It didn’t take long for the Thorbjornsen family to sense Michael was different.
It was evident the first time Thorbjornsen swung a golf club. He was eight months old and couldn’t walk yet, but just learned how to stand. He took a club and put it under his right armpit. Thorbjornsen hit every one, Sandra said. He would do the same every time he went to the nearby driving range.
“Michael would be there hitting balls and he would never miss,” Sandra said.
Thorbjornsen first played a par-3 course when he was two years old. He started every hole from the tee, but grew to love the sand traps. Sandra tried to advise him to stay out of the sand and instead play on the green surface, but he wasn’t for it. He went from one sand trap to the next — every other golfer’s worst nightmare. After that, he was ready to putt.
“He said, ‘No, mommy, I want to go in the sand!” Sandra recalled.
About a year later, a local newspaper in Ohio wanted to write a story on Thorbjornsen. The Thorbjornsens were a golf family through and through with Michael’s father, Ted, taking over as his son’s golf coach. With Ted’s guidance, Thorbjornsen developed a powerful swing and ball-striking that stood out even as a youth. It’s his biggest advantage now, too.
Sandra smiled as she recalled the 30-foot putt Thorbjornsen dropped in front of those newspaper reporters.
“I didn’t plan for that,” Sandra said. “I didn’t expect him to make the putt.”
Sandra added: “I just knew there was something extremely special with him.
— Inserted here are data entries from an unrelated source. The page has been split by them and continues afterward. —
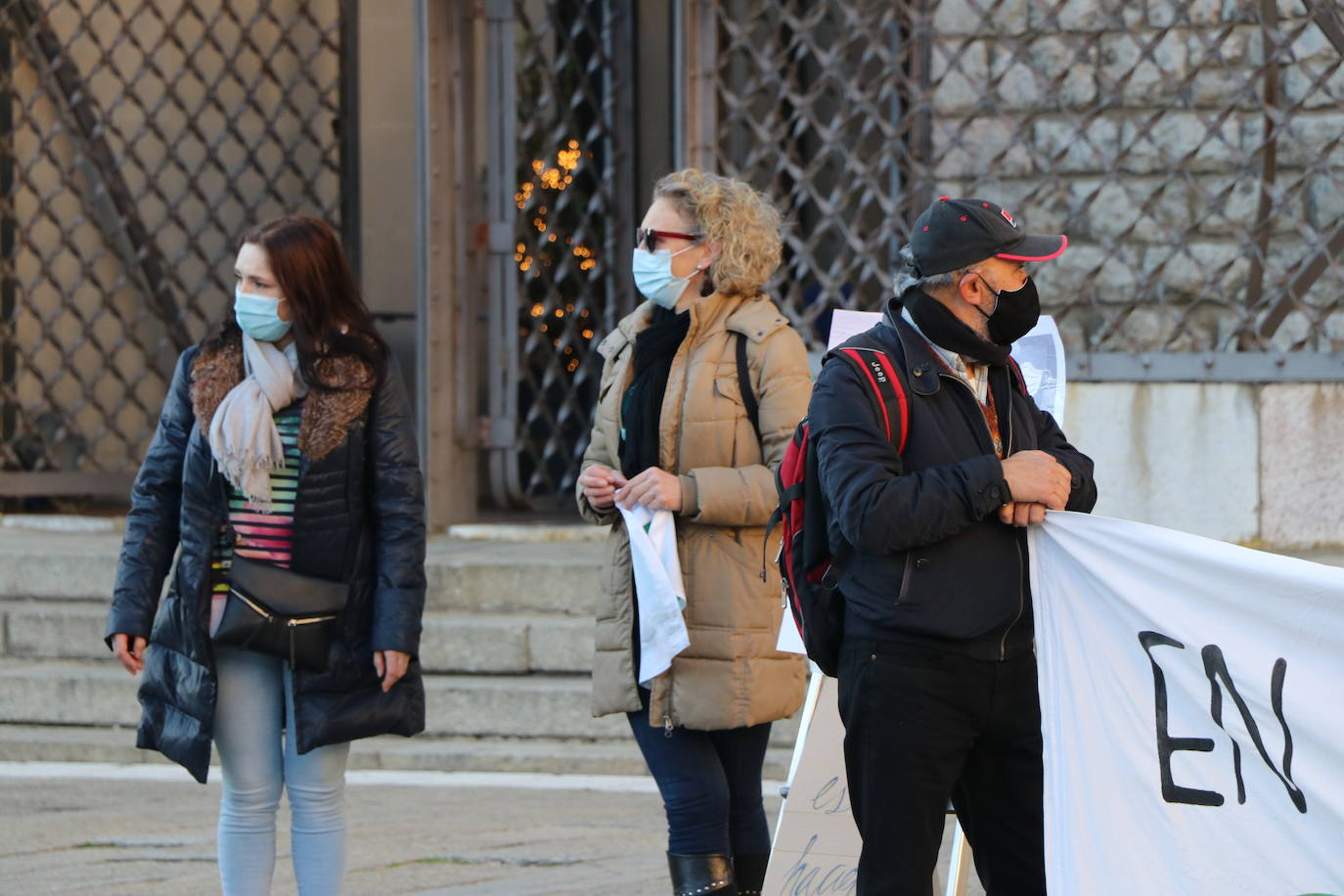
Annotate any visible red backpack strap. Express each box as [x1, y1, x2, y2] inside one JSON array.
[[836, 348, 910, 454]]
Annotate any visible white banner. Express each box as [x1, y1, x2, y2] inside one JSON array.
[[1028, 512, 1344, 896]]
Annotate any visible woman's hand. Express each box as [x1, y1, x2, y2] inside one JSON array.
[[579, 464, 625, 511], [615, 467, 682, 514], [112, 634, 147, 674], [374, 650, 411, 694]]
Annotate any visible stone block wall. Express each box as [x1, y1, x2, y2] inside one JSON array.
[[1064, 382, 1344, 547], [930, 0, 1344, 352]]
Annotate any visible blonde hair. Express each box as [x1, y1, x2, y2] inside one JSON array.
[[653, 168, 784, 295]]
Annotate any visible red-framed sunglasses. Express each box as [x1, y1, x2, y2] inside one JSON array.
[[635, 227, 704, 252]]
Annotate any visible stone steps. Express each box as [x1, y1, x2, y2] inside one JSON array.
[[0, 599, 593, 674], [0, 524, 797, 780], [0, 530, 605, 615], [0, 658, 797, 745]]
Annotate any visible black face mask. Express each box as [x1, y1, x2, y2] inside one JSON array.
[[901, 289, 1008, 364], [985, 277, 1040, 345]]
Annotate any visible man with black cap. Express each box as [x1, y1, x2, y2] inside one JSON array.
[[809, 197, 1097, 896]]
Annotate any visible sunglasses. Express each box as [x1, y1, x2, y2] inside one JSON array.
[[635, 227, 704, 252]]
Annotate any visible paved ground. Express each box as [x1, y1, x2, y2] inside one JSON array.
[[0, 774, 672, 896], [0, 763, 984, 896]]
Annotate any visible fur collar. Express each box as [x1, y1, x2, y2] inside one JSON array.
[[191, 338, 374, 461]]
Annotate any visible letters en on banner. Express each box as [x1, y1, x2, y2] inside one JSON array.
[[1028, 512, 1344, 896]]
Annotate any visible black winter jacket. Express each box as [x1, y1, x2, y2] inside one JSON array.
[[108, 333, 425, 784], [808, 299, 1097, 659]]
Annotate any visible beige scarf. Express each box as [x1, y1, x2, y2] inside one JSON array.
[[209, 334, 308, 514]]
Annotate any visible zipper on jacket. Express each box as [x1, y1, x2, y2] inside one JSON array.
[[940, 372, 1027, 662]]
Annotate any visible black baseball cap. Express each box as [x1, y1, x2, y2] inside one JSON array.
[[910, 197, 1068, 277]]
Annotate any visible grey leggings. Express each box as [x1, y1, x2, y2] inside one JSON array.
[[215, 647, 349, 896]]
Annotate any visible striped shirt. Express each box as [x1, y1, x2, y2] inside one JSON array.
[[209, 402, 302, 631]]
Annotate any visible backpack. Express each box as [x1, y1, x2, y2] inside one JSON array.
[[766, 334, 910, 676]]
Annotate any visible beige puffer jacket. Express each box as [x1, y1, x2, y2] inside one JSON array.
[[578, 294, 812, 731]]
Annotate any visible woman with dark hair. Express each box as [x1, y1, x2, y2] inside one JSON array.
[[108, 216, 425, 896]]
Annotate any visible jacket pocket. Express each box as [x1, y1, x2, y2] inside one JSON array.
[[896, 551, 916, 605], [895, 521, 1021, 638], [714, 374, 746, 417]]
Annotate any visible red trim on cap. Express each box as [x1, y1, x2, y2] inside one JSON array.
[[998, 234, 1068, 262]]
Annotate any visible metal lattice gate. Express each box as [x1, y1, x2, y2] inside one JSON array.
[[688, 0, 1344, 381], [0, 0, 353, 496], [486, 0, 635, 505]]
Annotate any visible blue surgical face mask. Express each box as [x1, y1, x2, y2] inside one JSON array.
[[630, 246, 694, 309], [234, 289, 289, 342]]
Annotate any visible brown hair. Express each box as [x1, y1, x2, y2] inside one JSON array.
[[213, 215, 387, 389]]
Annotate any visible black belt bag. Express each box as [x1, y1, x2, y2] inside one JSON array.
[[213, 554, 349, 672]]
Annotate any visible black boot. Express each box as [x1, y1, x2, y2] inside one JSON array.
[[668, 853, 738, 896], [733, 853, 770, 896]]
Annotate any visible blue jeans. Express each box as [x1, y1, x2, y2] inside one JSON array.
[[215, 645, 349, 896], [626, 688, 770, 856]]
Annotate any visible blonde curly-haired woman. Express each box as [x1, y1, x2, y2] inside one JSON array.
[[576, 169, 811, 896]]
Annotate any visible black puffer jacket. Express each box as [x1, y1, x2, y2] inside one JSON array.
[[108, 333, 425, 782], [808, 299, 1097, 659]]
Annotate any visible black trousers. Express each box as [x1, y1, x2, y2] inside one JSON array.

He just had this knack.”
His caddie and longtime friend, Drew Cohen (pictured below), who served as the captain of the Wellesley High golf team during Thorbjornsen’s senior season, apparently did too.
“‘My friend is the best golfer in the world!'” Ross Cohen, Drew’s father, recalled his then-12-year-old son exclaiming. “He’s always been a prodigy.”
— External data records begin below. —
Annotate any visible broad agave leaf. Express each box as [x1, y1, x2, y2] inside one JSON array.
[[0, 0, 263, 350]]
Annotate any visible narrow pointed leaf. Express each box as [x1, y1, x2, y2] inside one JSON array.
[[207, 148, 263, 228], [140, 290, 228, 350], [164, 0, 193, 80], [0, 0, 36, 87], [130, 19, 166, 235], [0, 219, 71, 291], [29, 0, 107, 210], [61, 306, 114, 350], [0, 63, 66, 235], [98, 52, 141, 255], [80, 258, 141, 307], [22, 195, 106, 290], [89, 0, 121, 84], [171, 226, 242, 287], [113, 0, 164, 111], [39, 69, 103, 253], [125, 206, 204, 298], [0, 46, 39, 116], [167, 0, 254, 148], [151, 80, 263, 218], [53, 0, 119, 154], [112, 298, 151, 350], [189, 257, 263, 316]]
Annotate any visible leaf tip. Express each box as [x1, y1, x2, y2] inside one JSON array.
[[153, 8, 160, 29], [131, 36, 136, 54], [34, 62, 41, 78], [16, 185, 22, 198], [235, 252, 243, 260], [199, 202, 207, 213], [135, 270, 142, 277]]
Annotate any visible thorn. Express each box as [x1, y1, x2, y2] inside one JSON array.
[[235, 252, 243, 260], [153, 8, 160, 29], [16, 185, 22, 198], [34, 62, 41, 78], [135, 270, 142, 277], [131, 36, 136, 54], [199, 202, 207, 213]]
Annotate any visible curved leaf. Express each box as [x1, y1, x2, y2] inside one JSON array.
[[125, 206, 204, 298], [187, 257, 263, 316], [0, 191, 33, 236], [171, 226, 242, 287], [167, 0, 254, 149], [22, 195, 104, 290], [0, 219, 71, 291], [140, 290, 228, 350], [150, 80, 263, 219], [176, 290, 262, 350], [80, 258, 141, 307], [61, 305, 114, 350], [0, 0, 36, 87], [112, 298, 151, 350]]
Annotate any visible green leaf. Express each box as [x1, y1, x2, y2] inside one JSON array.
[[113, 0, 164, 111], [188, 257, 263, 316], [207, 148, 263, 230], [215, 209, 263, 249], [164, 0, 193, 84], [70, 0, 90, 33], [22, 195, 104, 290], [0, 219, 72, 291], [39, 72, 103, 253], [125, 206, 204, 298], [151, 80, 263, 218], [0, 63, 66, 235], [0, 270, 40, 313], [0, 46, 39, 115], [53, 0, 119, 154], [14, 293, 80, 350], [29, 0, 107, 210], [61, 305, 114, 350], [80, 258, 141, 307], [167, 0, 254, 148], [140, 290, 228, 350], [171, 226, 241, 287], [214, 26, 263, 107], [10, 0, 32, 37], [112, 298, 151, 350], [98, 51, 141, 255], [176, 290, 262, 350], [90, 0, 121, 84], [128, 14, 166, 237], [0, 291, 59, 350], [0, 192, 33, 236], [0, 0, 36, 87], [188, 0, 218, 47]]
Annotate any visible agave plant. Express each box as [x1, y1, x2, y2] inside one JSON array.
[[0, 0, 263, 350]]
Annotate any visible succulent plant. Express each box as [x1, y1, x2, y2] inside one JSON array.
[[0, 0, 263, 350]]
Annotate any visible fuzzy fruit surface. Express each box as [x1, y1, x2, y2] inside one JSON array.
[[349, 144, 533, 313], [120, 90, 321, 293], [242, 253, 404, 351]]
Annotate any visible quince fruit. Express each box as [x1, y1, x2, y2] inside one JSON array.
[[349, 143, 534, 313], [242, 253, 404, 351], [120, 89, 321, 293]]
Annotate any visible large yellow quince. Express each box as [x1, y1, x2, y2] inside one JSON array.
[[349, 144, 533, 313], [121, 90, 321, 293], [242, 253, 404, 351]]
The notoriety continued to grow with all of Thorbjornsen’s success — and there’s been a lot of it.
Thorbjornsen won a National Drive, Chip & Putt title at Augusta National in 2016, won the 2018 U.S. Junior Amateur Championship at Baltusrol Golf Club, became the second-youngest player since World War II to make the cut at the 2019 U.S. Open at Pebble Beach, was the Mass Golf Amateur champion in 2021, finished fourth at the 2022 Travelers Championship (he wasn’t eligible for prize money given amateur status) and on and on and on.
Most recently, the Stanford University product finished No. 1 in the 2024 PGA Tour University Ranking and thus earned his PGA Tour card through the 2025 season.
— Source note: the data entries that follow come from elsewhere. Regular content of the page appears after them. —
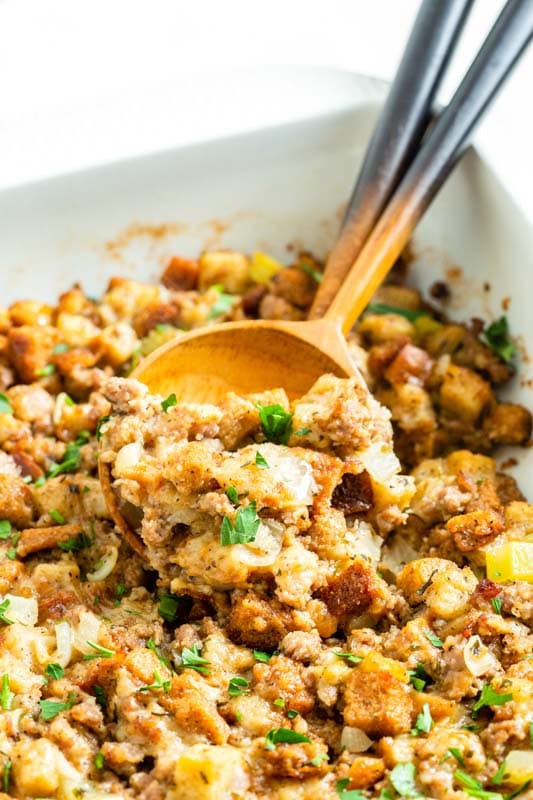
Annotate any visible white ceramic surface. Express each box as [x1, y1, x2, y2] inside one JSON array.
[[0, 73, 533, 496]]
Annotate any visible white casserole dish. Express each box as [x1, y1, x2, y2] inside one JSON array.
[[0, 68, 533, 497]]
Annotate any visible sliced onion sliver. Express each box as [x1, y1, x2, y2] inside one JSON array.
[[4, 594, 39, 626], [54, 620, 72, 667], [87, 545, 118, 582], [463, 635, 497, 678], [341, 725, 372, 753]]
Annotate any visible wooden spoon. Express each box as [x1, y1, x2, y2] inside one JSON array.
[[99, 0, 533, 555]]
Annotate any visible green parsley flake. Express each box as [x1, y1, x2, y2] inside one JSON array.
[[228, 675, 250, 697], [424, 628, 444, 647], [39, 692, 76, 722], [0, 392, 13, 414], [472, 683, 513, 719], [335, 778, 365, 800], [157, 594, 182, 622], [179, 644, 211, 675], [220, 500, 261, 546], [390, 761, 422, 798], [208, 286, 236, 319], [226, 486, 239, 506], [44, 664, 65, 681], [161, 392, 178, 414], [2, 758, 13, 794], [482, 317, 516, 364], [0, 673, 15, 711], [333, 653, 363, 664], [139, 669, 171, 693], [83, 639, 115, 661], [0, 519, 11, 539], [258, 403, 292, 444], [0, 600, 13, 625], [93, 683, 107, 708], [366, 303, 429, 322], [255, 450, 270, 469], [95, 414, 111, 441], [146, 636, 170, 670], [490, 597, 503, 614], [408, 661, 433, 692], [411, 703, 434, 736], [265, 728, 311, 750]]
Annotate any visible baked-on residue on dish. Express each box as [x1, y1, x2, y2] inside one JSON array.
[[0, 252, 533, 800]]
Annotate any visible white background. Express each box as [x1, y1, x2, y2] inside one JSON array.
[[0, 0, 533, 219]]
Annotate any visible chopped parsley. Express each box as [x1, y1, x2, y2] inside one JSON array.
[[490, 597, 503, 614], [265, 728, 311, 750], [44, 664, 65, 681], [255, 450, 270, 469], [408, 661, 433, 692], [366, 303, 429, 322], [39, 692, 76, 722], [254, 650, 274, 664], [490, 759, 507, 786], [411, 703, 434, 736], [95, 414, 111, 441], [472, 683, 513, 719], [93, 683, 107, 708], [220, 500, 261, 546], [57, 536, 92, 553], [207, 285, 235, 319], [390, 761, 422, 798], [0, 600, 13, 625], [35, 364, 56, 378], [157, 594, 181, 622], [146, 636, 170, 669], [180, 644, 211, 675], [226, 486, 239, 506], [424, 628, 444, 647], [2, 758, 13, 794], [0, 519, 11, 539], [258, 403, 292, 444], [83, 639, 115, 661], [0, 673, 15, 711], [335, 778, 365, 800], [161, 392, 178, 413], [228, 675, 250, 697], [333, 653, 363, 664], [0, 392, 13, 414], [482, 317, 516, 364], [139, 669, 171, 692]]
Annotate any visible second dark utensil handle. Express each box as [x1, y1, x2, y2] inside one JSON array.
[[309, 0, 473, 319], [325, 0, 533, 331]]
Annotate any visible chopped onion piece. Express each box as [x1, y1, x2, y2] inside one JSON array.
[[4, 594, 39, 626], [113, 442, 143, 477], [463, 635, 498, 678], [54, 620, 72, 667], [341, 725, 372, 753], [87, 545, 118, 583], [72, 611, 102, 653], [505, 750, 533, 784]]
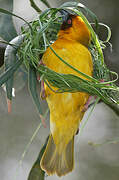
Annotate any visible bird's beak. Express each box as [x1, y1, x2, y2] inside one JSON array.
[[59, 9, 70, 23]]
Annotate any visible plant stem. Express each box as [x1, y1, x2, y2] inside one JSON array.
[[29, 0, 42, 13]]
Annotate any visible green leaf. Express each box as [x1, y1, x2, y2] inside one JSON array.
[[0, 0, 17, 41], [4, 35, 24, 100], [28, 65, 43, 115], [0, 8, 31, 28], [40, 0, 51, 8], [28, 137, 49, 180], [0, 60, 23, 87]]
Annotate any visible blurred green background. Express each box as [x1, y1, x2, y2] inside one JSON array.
[[0, 0, 119, 180]]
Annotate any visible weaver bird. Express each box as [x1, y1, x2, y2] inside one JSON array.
[[40, 11, 93, 176]]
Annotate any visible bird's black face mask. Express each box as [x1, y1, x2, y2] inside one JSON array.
[[60, 9, 73, 30]]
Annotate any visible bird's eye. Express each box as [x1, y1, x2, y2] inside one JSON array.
[[61, 17, 72, 30], [67, 19, 72, 25]]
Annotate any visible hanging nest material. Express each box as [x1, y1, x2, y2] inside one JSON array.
[[0, 2, 119, 114], [0, 0, 119, 180]]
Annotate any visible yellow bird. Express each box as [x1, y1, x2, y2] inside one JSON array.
[[40, 11, 93, 176]]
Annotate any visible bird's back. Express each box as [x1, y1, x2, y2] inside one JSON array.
[[43, 38, 93, 144]]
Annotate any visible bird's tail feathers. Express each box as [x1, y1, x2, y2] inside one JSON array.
[[40, 135, 74, 176]]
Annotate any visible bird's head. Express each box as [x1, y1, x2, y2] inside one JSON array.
[[58, 10, 91, 46]]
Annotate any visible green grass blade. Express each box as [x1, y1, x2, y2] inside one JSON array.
[[4, 35, 24, 100], [0, 8, 32, 29]]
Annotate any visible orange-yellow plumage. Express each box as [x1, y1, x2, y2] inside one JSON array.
[[41, 15, 93, 176]]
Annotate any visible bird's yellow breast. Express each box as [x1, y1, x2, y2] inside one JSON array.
[[42, 38, 93, 144]]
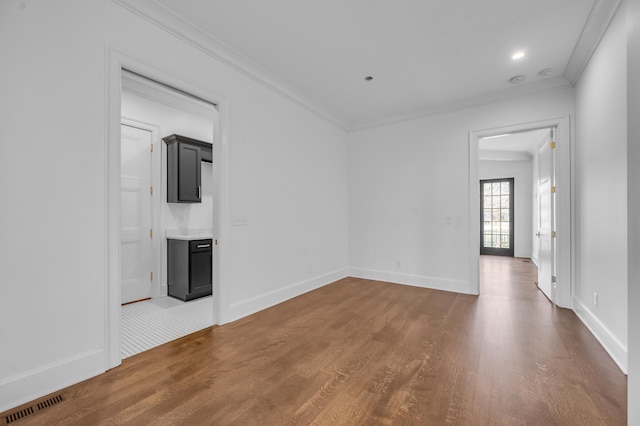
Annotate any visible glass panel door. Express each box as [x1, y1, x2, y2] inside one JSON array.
[[480, 178, 514, 257]]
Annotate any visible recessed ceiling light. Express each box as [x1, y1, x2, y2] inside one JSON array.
[[509, 75, 524, 84], [538, 68, 552, 78]]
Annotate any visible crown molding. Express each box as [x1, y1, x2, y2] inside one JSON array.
[[563, 0, 622, 86], [112, 0, 622, 132], [112, 0, 348, 131], [348, 77, 572, 132]]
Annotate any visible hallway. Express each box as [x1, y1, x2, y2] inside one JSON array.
[[5, 256, 627, 426]]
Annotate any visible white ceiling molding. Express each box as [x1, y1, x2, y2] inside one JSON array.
[[348, 77, 571, 132], [112, 0, 622, 131], [563, 0, 622, 85], [112, 0, 348, 130]]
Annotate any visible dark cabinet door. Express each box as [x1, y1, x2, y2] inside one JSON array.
[[167, 239, 213, 302], [165, 138, 202, 203], [189, 249, 211, 293], [177, 143, 202, 203]]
It culminated as Thorbjornsen made his professional debut at the 2024 Travelers Championship over the weekend. He was granted a sponsor exemption into the PGA Tour’s Signature Event, which was held at the course he referred to as his “home” on the Tour. It represents New England’s lone stop.
Thorbjornsen shot 8-under par 272 and finished tied for 38th in the 71-player field.
Thorbjornsen said he didn’t feel any different entering the tournament. He didn’t feel different after the first round, either.
Ted understandably disagreed.
“Pulling in today, I was less nervous, but it was a different feeling,” Ted told NESN.com on the 18th green after his son concluded his first round 2-over par 72. It was the only day Thorbjornsen finished over par (72-64-66-70 — 272).
Sandra, though, felt the same as her son. But she still felt relieved.
Her son, while benefiting from obvious physical gifts, worked tirelessly for the moment. He overcame a stress fracture in his back that Sandra admitted was both heartbreaking and concerning. That injury created uncertainty regarding his future, especially, as Sandra noted, since Thorbjornsen’s powerful swing serves as his biggest advantage.
Rian Chab, a golf performance coach and recovery specialist at Urban Golf Performance, has worked with Thorbjornsen since his injury. Chab said he believes Thorbjornsen is in better shape now than he was before the injury.
“This was his dream, and to see it realized is unbelievable,” Sandra said. “There’s a sense of relief because it’s been a lot of grind for him.”
The grind certainly isn’t over. As it currently stands, Thorbjornsen holds a PGA Tour card through the 2025 season. Nothing is promised after that.
But Thorbjornsen has always been destined for professional golf. His family and friends have no doubt he’ll now live it.